About Keeley Park
Having formerly served as a 138-acre family farm and then City-owned plant nursery, Keeley Park is the City of Greensboro, NC’s fourth regional park. The first phase of the park, developed with a Parks and Recreation Trust Fund (PARTF) grant, included a playground, picnic shelter, sprayground, community garden with a greenhouse, walking trails, five ponds with fishing, restrooms, maintenance building and two parking areas. It opened in 2012 and received 140,000 annual visitors by 2016.In anticipation of annual increases of visitors as well as population growth and residential development in this area, Parks and Recreation conducted an April 2016 master plan update.
Informed by extensive community outreach, Phase II of Keeley Park called for additional picnic shelters, an outdoor fitness area, additional trails, disc golf, a mountain bike trail, cornhole courts, an open play area, an additional restroom, more parking and other site amenities. Renovations to the existing facilities included enlarging the sprayground deck and adding a second shelter, removing a traditional playground for an inclusive playground and installing a teaching deck and adding raised beds in the community garden. Construction began in 2018.
Phase II also became a National Demonstration Site (NDS) as part of the North Carolina Recreation and Park Association (NCRPA) Healthy Play Initiative.
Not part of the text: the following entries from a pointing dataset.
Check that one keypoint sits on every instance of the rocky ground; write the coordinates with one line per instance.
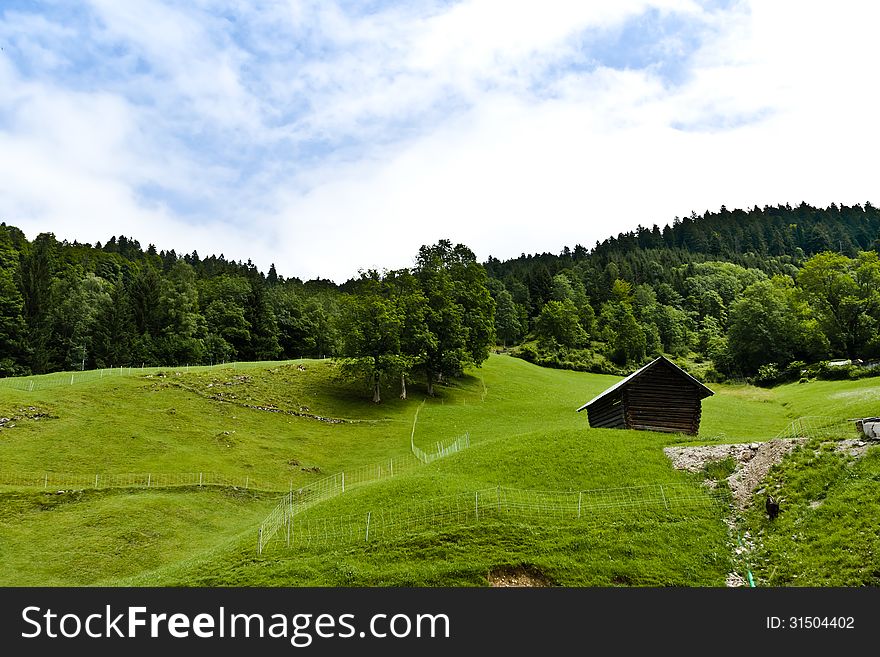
(752, 463)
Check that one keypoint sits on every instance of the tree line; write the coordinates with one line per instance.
(748, 293)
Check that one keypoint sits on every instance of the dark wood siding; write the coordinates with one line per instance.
(661, 398)
(608, 413)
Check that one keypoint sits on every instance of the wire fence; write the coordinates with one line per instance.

NDS use evidence-based best practices in design and implementation, support health-related initiatives, and provide meaningful ways for community stakeholders to gather and share data about the sites’ community impact.
Keeley Park was designed to align to three NDS designations: applying seven principles of inclusive playground design to enhance physical and social inclusion; promoting physical activity through active play and encouraging developmental progress; and providing outdoor fitness parks.
Phase II’s one-of-a-kind Up in the AIR (Adaptive and Inclusive Recreation) Playground is the City’s first inclusive, barrier-free and accessible to all play destination. The outdoor fitness park offers a cost-effective, accessible ways to improve health for adults.
The final Phase II developments, including the playground and fitness area, were completed in 2020. Surveys of park visitors, conducted by PlayCore’s Center for Outreach, Research and Education, showed “an overwhelming level of satisfaction with the new play and recreation space. One hundred percent of surveyed visitors were satisfied with their experience, with a majority (94 percent) reporting being very or completely satisfied with the site during their visit.
About the Match
The $3.4 million project was funded with voter-approved bonds and grants, including a $250,000 federal Land and Water Conservation Fund (LWCF) grant that will ensure the space is protected parkland in perpetuity.
Park Reaction
Planning and Project Development Manager Shawna Tillery says a bout the project, "We want to attract the community to a playground where children of all abilities can play together with a range of physical, sensory. and social experiences. We want this play environment to encourage children to be active, to learn from and teach each other that differences are ok, and to make friends, socialize and be happy children!"